I don’t run as often as I used to when I lived on the temperate shores of Santa Monica, California, but on Friday afternoon as Baltimore thawed from its snowy onslaught last week, I couldn’t help but slip on my running shoes.
Within a few strides of Patterson Park, I could tell the rest of the city was embracing our brief moment of warmth. The walking paths were crowded with folks taking out their dogs, their babies, their roommates. The line for B’more Licks spilled onto the sidewalk.
And so many people, maybe one in every three or four, were wearing purple.

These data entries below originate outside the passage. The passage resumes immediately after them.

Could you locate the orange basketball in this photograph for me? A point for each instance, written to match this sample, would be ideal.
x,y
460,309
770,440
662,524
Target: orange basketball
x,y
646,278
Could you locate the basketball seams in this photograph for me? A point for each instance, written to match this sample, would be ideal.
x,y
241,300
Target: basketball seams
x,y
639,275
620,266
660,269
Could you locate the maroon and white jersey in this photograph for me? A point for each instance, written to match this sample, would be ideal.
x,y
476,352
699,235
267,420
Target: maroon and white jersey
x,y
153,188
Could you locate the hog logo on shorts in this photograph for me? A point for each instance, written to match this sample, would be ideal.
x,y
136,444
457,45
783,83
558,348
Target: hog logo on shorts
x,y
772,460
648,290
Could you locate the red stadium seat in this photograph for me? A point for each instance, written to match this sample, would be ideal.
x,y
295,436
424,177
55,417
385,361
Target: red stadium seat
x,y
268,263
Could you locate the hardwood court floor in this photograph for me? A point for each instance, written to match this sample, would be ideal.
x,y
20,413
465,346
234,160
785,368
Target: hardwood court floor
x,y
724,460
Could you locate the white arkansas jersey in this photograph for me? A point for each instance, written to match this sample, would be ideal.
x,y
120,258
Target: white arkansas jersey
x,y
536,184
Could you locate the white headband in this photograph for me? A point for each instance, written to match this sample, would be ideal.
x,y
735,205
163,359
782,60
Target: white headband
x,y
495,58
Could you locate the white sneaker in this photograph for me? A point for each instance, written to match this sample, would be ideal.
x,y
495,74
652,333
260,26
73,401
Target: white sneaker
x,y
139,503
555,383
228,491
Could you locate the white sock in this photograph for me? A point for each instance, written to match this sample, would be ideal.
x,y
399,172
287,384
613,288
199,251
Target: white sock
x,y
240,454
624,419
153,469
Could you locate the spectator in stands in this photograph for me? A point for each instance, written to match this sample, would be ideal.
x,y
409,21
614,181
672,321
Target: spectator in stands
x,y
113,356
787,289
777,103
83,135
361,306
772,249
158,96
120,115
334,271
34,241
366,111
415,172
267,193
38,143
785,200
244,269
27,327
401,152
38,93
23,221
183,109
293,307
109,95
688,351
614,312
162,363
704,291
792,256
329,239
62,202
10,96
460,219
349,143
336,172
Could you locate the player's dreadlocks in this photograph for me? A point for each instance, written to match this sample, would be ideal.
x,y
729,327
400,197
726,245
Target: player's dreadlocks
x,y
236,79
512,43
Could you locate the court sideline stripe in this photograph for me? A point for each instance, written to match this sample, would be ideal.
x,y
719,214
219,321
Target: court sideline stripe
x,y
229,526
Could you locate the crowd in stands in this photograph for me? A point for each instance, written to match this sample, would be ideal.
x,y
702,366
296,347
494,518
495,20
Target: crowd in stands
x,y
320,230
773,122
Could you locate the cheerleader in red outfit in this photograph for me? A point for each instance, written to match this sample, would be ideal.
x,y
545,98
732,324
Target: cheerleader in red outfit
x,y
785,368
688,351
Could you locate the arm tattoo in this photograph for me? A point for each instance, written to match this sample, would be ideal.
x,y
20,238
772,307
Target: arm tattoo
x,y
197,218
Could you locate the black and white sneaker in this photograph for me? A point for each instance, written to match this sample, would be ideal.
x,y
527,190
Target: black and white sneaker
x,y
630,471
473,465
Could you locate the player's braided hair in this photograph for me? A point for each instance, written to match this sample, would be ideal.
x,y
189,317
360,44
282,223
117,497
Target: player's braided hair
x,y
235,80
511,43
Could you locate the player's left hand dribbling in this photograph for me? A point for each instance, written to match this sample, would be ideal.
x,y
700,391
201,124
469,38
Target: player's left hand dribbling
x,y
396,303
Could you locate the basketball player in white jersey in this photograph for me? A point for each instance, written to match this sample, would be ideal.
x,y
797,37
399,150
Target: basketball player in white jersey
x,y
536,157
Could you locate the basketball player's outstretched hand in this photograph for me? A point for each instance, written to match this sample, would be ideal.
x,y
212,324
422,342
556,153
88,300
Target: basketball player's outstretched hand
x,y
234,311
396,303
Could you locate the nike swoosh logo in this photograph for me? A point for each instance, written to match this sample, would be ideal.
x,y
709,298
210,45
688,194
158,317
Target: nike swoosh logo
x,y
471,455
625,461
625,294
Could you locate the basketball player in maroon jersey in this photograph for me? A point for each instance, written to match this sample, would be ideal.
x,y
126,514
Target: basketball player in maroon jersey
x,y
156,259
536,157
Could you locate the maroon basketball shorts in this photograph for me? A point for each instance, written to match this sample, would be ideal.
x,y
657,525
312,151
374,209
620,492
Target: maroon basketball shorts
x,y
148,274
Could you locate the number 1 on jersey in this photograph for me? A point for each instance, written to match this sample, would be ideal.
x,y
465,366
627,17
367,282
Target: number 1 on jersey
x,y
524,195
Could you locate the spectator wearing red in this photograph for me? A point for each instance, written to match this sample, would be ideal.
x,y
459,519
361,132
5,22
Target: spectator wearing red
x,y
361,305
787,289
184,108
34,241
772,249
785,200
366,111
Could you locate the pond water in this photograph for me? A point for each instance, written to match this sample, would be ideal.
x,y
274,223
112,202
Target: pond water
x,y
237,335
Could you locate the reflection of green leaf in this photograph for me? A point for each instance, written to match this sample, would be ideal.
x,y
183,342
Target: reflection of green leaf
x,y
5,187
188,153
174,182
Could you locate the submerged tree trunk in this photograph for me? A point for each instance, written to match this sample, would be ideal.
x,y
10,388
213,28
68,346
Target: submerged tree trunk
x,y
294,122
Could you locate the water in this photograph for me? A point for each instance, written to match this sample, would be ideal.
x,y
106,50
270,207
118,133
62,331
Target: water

Ravens flags are hanging out of every self-respecting bar and restaurant door, and Patterson Park’s Observatory towers over the treeline with “GO RAVENS.” I’m not usually the sentimental sort, but as the spectacular citrus-colored sunset cascaded over the rowhomes of Canton, I couldn’t help but feel that somehow the purple and orange flecks were an appropriate color palette for a city celebrating one of its sporting zeniths this weekend.
Am I being ridiculous? Is my sports-addled brain weaving scenes of the city together to fit in the neat narratives that help me make sense of the world? Quite possibly.
But there’s no question that Baltimore is being showcased as the defending Super Bowl champion Kansas City Chiefs visit for the first AFC championship in the city in 53 years. It stirs up feelings of communal pride, and the crowd we’re expecting at M&T Bank Stadium is only a small piece of it.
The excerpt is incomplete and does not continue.